The effects of lacosamide (LCS, Vimpat(®)), an anti-convulsant and analgesic, on voltage-gated Na(+) current (I(Na)) were investigated. LCS suppressed both the peak (transient, I(Na(T))) and sustained (late, I(Na(L))) components of I(Na) with the IC(50) values of 78 and 34 μM found in GH(3) cells and of 112 and 26 μM in Neuro-2a cells, respectively. In GH3 cells, the voltage-dependent hysteresis of persistent I(Na) (I(Na(P))) during the triangular ramp pulse was strikingly attenuated, and the decaying time constant (τ) of I(Na(T)) or I(Na(L)) during a train of depolarizing pulses was further shortened by LCS. The recovery time course from the I(Na) block elicited by the preceding conditioning train can be fitted by two exponential processes, while the single exponential increase in current recovery without a conditioning train was adequately fitted.

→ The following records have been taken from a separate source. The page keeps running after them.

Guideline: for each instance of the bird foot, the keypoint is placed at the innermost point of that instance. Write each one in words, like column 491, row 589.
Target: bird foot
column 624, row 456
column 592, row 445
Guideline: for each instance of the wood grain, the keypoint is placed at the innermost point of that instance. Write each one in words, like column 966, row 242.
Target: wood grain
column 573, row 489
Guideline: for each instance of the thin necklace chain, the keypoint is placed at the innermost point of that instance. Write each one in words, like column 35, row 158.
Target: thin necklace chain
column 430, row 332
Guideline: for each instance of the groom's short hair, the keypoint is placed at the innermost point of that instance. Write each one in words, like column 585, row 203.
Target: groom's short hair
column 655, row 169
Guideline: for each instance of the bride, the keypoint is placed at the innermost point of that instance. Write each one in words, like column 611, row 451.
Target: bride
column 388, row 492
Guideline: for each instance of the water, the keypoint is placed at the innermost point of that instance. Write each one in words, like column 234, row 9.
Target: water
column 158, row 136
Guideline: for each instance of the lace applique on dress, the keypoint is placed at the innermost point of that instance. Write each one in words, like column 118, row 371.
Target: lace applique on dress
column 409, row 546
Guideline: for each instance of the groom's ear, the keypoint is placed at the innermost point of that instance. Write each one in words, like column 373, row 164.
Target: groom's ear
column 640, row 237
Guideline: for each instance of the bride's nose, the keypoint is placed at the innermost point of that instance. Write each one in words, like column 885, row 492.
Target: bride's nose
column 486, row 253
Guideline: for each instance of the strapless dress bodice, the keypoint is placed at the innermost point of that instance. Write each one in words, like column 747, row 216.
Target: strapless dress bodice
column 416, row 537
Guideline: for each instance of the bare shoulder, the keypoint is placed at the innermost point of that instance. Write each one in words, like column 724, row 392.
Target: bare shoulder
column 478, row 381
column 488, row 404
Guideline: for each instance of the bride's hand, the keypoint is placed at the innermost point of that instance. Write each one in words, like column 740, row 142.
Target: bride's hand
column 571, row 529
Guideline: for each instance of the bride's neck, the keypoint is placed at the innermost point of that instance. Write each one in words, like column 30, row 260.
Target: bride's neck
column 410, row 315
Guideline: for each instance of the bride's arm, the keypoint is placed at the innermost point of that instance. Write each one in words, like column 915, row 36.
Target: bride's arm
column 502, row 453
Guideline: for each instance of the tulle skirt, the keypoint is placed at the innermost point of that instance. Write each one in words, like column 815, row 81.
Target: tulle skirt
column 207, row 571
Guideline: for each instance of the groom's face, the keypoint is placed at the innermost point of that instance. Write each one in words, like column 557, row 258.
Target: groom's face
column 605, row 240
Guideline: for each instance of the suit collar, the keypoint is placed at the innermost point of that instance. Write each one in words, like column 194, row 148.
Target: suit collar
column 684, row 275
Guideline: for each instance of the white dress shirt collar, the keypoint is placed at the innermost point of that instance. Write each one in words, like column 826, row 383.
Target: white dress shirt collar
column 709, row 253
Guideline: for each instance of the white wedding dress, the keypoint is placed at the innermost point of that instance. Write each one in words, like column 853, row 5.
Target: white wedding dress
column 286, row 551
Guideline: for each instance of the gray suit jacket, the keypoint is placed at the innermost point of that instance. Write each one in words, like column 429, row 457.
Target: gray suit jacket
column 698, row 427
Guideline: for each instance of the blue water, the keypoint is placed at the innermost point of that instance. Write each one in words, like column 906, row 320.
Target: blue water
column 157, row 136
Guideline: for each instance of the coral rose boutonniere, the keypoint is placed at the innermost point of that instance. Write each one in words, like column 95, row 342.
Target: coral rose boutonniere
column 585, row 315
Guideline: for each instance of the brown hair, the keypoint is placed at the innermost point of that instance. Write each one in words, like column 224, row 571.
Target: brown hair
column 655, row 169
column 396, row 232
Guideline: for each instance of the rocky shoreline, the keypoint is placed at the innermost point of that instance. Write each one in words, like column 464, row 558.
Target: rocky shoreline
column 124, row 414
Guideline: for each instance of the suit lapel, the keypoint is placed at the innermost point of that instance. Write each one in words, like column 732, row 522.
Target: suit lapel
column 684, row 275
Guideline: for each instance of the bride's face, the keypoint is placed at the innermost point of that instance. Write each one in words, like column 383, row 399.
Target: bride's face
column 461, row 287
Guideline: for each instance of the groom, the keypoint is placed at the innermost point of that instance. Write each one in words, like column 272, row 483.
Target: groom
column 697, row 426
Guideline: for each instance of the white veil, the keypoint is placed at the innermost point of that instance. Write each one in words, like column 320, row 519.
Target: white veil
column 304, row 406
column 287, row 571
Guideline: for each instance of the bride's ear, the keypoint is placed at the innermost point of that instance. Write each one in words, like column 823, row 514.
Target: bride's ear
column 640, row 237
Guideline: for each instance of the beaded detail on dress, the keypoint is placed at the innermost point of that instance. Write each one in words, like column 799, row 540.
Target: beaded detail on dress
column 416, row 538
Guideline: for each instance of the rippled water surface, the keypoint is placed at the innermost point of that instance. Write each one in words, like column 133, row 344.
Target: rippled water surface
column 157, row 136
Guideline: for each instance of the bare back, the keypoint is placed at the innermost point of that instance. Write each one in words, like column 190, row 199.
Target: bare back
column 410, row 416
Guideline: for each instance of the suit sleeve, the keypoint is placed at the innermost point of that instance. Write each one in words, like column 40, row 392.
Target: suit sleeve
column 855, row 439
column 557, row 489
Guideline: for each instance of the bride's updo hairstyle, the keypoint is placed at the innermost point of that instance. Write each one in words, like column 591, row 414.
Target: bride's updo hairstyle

The fast and slow τ’s of recovery from the I(Na) block by the same conditioning protocol arose in the presence of LCS. In Neuro-2a cells, the strength of the instantaneous window I(Na) (I(Na(W))) during the rapid ramp pulse was reduced by LCS. This reduction could be reversed by tefluthrin. Moreover, LCS accelerated the inactivation time course of I(Na) activated by pulse train stimulation, and veratridine reversed its decrease in the decaying τ value in current inactivation. The docking results predicted the capability of LCS binding to some amino-acid residues in sodium channels owing to the occurrence of hydrophobic contact. Overall, our findings unveiled that LCS can interact with the sodium channels to alter the magnitude, gating, voltage-dependent hysteresis behavior, and use dependence of I(Na) in excitable cells.